Just let this last one be as uneventful as all the rest.

Lil Cheng gripped the controls against the familiar bump of landing—a bad habit she’d never managed to break in thirty years of occasionally piloting a shuttle. Which was probably why they’d kicked her upstairs to skipper the freighter where she could do less damage.

The experience with the wreck had left her edgy. She’d spent two hours on the bridge afterward while Sky Selele queried CenCom. But the Central Computer back on Earth knew nothing about the alien ship or its fate. And it hadn’t been willing to speculate. “Is it worth the risk for us?” she’d asked. “A few baubles in exchange for our lives, if whoever slaughtered that ship comes hunting?” She failed to be reassured when CenCom refused to cancel their mission.

Carli Alvez had come up with what seemed the only solution under the circumstances.

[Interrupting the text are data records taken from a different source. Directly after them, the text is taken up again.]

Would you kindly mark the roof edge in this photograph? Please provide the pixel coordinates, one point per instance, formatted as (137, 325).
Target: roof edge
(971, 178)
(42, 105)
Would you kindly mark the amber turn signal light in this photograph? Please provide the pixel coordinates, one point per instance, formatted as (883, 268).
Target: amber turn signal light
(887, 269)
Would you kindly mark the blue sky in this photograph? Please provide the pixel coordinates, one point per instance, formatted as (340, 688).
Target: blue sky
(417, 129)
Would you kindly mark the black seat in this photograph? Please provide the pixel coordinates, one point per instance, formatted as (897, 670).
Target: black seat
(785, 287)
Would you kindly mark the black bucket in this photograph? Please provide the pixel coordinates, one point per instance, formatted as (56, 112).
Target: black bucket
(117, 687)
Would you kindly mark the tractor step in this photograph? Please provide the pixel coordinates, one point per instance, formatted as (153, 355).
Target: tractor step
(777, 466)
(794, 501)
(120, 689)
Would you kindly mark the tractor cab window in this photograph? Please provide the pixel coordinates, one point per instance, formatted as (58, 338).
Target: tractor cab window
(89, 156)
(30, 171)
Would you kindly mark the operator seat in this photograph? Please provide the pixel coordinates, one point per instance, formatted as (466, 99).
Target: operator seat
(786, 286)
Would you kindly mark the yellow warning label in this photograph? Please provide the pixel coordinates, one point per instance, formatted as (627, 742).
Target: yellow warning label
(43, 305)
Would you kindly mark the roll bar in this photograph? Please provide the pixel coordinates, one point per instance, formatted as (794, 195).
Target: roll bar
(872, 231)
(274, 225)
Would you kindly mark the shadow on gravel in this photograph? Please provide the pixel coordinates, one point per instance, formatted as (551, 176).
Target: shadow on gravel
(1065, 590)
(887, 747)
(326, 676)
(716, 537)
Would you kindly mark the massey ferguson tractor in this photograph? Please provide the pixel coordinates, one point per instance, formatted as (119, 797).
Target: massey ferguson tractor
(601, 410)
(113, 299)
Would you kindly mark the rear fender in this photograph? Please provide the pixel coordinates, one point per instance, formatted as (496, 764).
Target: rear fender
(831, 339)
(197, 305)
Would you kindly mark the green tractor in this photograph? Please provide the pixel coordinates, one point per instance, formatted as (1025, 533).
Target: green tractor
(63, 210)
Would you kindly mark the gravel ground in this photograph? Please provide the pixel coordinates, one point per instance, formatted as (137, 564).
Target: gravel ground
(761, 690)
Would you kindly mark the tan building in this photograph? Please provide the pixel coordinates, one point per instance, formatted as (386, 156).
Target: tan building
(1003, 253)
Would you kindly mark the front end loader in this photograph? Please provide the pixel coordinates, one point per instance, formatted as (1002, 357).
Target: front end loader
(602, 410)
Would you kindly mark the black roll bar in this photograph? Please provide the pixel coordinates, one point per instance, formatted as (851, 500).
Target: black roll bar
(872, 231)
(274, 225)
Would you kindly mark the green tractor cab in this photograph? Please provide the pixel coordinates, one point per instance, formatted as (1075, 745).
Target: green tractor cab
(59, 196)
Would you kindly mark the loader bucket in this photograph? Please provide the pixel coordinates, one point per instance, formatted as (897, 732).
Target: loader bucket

Anyone monitoring the area would expect to see one ship on their screens, not two.

So the trick was to hide the Ann Bonny as close to the wreck as possible without triggering any more of the defense systems that might still be operational. Now the two ships rode in uneasy tandem high over Ithaca 3-15d. But anything more than a casual scan would reveal the presence of the living ship in the shadow of the dead one.

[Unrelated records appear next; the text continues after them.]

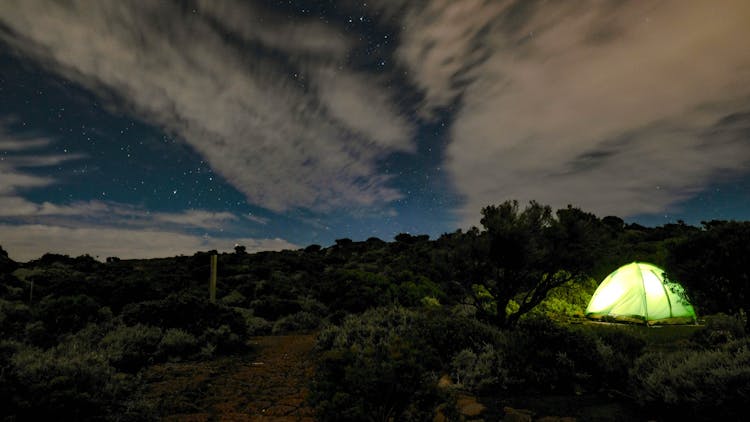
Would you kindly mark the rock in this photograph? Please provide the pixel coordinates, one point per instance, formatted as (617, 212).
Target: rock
(517, 415)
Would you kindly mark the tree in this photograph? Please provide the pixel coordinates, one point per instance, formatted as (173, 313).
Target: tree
(521, 255)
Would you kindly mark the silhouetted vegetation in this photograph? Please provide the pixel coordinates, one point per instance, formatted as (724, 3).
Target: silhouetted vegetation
(495, 309)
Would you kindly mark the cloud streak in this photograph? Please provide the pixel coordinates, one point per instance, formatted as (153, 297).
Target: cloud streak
(22, 242)
(269, 124)
(613, 106)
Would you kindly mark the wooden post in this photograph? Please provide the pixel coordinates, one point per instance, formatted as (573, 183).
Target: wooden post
(212, 285)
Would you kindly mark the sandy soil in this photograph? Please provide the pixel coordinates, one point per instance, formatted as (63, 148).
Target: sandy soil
(268, 385)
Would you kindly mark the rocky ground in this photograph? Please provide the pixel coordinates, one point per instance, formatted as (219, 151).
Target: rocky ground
(268, 385)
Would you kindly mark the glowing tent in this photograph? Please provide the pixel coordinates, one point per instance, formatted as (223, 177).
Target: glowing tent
(639, 292)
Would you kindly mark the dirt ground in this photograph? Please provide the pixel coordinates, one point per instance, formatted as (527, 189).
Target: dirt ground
(268, 385)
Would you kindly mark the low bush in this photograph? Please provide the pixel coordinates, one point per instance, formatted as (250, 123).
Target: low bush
(300, 322)
(131, 348)
(72, 381)
(696, 384)
(177, 344)
(385, 363)
(719, 329)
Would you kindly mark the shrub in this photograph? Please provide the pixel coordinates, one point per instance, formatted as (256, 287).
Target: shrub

Mosquito rocked as the mud under one metal pad gave way, then settled. The door slid open, and the ramp unrolled to the floor of the clearing. In the tangled branches of a clump of tall, spindly, gray trees, which looked like a group of gaunt old women embracing each other, a cacophony of sounds broke out. She saw no movement outside, except for the lazy whirr of a very large lead-colored insect that bumped against the shuttle’s side with mindless patience.

Dori Tsing slapped away the curious insect. “Look at the size of these things!”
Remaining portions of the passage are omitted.